We monitor portfolio factor exposures daily using BARRA’s risk model to ensure that any style or theme positions are controlled, as well as to ensure that an acceptable level of tracking error is maintained. Daily supervision and monitoring across all portfolios ensures that each portfolio is consistent with the chosen target. We rebalance the portfolio monthly to ensure that the fundamental and risk factors and sector weights are consistent with the benchmark. Portfolio managers also make use of other risk models which serve to provide a deeper insight into the sources of risk. These systems allow analysis on a style bias, size bias and a number of other measures, giving our portfolio managers a deep understanding of the breakdown and contribution of risk within the portfolio. While BARRA and other risk models are an important part of our investment process, the stock specific research of our fundamental analysts and their in-depth knowledge of the factors that drive the profitability of each company in their universe is not only key to adding value via outperformance, but is equally important as fundamental risk controls to steer away from investing in those companies with very high unrewarded risk. Our portfolio construction process uses a proprietary transaction cost model, ensuring that only cost-efficient trades are presented to the traders for execution. The model estimates the cost of a trade in terms of its size, traded exchange, and general market tone. This ensures that the resulting portfolio is liquidity sensitive; increasing our confidence that expected value added can be captured. We rebalance the portfolio monthly, with the exception of some ad hoc trading that count for a minimal part of our turnover. The annual turnover is around 40% each way.
Exploiting Stock Specific Ideas
The most distinctive element in our stock selection process is our commitment to proprietary fundamental research, the primary driving force behind the value we add. Our in-house equity analysts follow around 2000 securities in global equity markets. They conduct fundamental research within their sectors making site visits to companies, speaking with company management, gathering information on competitors, and engaging in discussions with a wide range of industry participants and experts in order to arrive at their estimates of future cash flow, earnings, and dividends. These estimates are systematically captured through our uniform valuation model.

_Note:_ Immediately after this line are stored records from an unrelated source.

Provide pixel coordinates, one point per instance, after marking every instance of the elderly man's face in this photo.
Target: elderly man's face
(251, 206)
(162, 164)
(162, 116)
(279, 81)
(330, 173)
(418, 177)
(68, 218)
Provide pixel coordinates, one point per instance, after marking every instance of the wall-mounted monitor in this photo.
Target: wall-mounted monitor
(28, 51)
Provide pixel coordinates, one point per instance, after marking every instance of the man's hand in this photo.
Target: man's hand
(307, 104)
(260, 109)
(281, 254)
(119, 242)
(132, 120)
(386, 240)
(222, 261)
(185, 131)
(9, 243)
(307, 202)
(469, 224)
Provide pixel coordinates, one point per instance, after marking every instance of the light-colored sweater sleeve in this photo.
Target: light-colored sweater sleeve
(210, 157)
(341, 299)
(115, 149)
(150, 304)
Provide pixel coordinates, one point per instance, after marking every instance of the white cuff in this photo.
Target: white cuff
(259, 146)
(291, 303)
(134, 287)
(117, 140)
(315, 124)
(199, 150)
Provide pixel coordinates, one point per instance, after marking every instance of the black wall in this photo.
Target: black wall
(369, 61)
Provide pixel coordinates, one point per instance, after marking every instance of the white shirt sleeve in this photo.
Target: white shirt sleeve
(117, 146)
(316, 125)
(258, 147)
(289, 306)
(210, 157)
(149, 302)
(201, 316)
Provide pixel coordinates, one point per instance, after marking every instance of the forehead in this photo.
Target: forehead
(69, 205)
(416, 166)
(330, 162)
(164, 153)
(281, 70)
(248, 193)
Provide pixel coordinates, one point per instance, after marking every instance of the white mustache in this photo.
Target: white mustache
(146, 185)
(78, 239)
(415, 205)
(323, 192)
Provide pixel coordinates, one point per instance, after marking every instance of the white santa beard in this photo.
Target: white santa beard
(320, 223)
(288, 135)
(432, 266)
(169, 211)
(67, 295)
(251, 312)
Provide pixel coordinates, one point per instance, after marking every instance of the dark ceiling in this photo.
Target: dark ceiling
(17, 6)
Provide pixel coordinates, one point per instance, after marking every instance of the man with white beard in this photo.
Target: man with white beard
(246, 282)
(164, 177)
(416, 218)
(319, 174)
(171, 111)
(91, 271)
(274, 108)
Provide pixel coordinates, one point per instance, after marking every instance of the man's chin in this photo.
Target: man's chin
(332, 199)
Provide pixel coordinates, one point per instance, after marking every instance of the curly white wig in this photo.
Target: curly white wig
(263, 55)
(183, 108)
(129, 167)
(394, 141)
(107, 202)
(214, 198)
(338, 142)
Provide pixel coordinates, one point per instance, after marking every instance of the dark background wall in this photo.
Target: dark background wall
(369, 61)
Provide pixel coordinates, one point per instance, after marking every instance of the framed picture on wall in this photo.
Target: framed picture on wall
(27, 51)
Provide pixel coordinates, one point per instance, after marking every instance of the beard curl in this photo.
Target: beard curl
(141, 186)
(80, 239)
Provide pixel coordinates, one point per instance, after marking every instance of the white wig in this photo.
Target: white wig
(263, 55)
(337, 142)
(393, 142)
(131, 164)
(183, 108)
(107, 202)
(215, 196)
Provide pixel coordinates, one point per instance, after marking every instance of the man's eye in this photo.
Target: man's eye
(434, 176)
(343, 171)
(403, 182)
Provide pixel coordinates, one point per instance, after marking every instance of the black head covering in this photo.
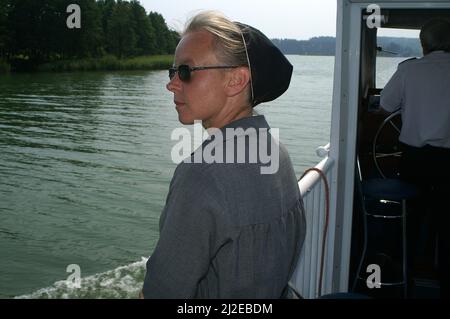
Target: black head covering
(270, 70)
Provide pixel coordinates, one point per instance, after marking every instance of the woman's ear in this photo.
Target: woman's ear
(237, 81)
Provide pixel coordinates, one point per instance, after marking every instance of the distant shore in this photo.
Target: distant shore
(106, 63)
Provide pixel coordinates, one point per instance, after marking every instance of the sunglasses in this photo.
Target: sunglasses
(184, 71)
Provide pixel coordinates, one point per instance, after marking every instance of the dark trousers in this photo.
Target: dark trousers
(428, 168)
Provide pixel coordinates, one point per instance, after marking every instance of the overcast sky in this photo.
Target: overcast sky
(289, 19)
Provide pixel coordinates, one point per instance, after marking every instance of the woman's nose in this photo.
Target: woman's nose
(174, 84)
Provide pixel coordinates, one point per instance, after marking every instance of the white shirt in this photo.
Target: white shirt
(421, 89)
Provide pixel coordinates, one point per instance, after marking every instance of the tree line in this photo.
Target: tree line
(36, 31)
(404, 47)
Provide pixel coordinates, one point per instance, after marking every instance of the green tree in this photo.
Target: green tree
(4, 11)
(161, 32)
(143, 29)
(121, 38)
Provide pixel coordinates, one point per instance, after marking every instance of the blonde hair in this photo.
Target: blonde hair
(229, 44)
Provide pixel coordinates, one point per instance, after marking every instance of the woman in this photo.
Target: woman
(229, 229)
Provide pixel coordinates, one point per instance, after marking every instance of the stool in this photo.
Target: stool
(385, 199)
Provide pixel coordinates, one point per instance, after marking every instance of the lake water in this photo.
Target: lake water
(85, 167)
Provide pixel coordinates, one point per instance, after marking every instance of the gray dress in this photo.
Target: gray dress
(228, 231)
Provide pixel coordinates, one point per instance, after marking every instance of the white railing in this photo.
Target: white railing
(306, 277)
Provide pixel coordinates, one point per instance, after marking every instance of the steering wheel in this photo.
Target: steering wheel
(383, 154)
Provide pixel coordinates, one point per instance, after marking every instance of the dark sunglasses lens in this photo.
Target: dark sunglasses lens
(184, 72)
(172, 72)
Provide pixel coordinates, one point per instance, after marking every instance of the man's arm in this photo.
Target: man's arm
(391, 97)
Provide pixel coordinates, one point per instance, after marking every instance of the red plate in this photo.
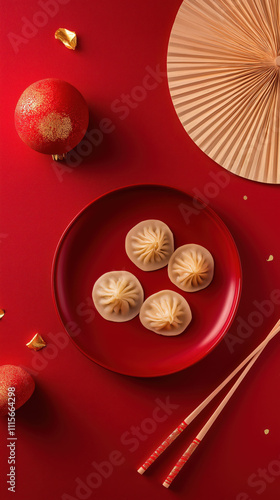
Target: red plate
(93, 244)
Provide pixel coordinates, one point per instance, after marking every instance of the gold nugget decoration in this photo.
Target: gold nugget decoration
(36, 343)
(67, 37)
(223, 69)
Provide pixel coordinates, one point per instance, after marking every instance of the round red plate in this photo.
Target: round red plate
(94, 243)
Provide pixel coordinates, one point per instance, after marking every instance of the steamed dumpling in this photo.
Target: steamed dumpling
(191, 268)
(149, 245)
(118, 296)
(166, 313)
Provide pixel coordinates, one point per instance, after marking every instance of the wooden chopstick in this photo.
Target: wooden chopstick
(186, 455)
(176, 432)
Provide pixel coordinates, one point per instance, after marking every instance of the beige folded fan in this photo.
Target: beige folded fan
(224, 78)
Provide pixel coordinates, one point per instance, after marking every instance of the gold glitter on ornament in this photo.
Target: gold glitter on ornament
(36, 343)
(55, 126)
(67, 37)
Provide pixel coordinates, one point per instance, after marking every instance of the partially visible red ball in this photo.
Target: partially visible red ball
(22, 386)
(51, 116)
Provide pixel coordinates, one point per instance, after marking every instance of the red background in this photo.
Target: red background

Our network of approximately 70 in-house fundamental research analysts have, on average, 17 years industry experience and 12 years with the firm. Each analyst provides proprietary company forecasts to identify the most likely out/underperforming stocks in his/her sector and region. Their in-house experience adds integrity to the successful REI track record. Our research analysts research more than 1,750 companies within the developed World equity markets. Their extensive coverage allows us to manage diversified regional equity portfolios required to focus risk budget on the stock specific research of our analyst team. As the analysts conduct proprietary research, we are able to create a genuine information advantage that gives us the potential to deliver strong investment returns to our clients.
Regardless of which sector or region of the world they cover, all our analysts utilize the same analytic framework, J.P. Morgan’s Dividend Discount Model (DDM).
Based upon their research (analysis of corporate financial statements, meetings with company management, knowledge of the sector, etc.), analysts generate earnings and cash flow estimates with an emphasis on forecasting each company’s normalized, i.e. mid-cycle or sustainable, level of earnings and the rate at which those normalized earnings are expected to grow over the intermediate term. This focus on intermediate, “normalized” earnings ensures: (a) that we value companies based on their sustainable level of earnings rather than on peak or trough earnings and (b) allows us to identify attractively valued companies sooner than other firms that focus on just short-term estimates one to two years out.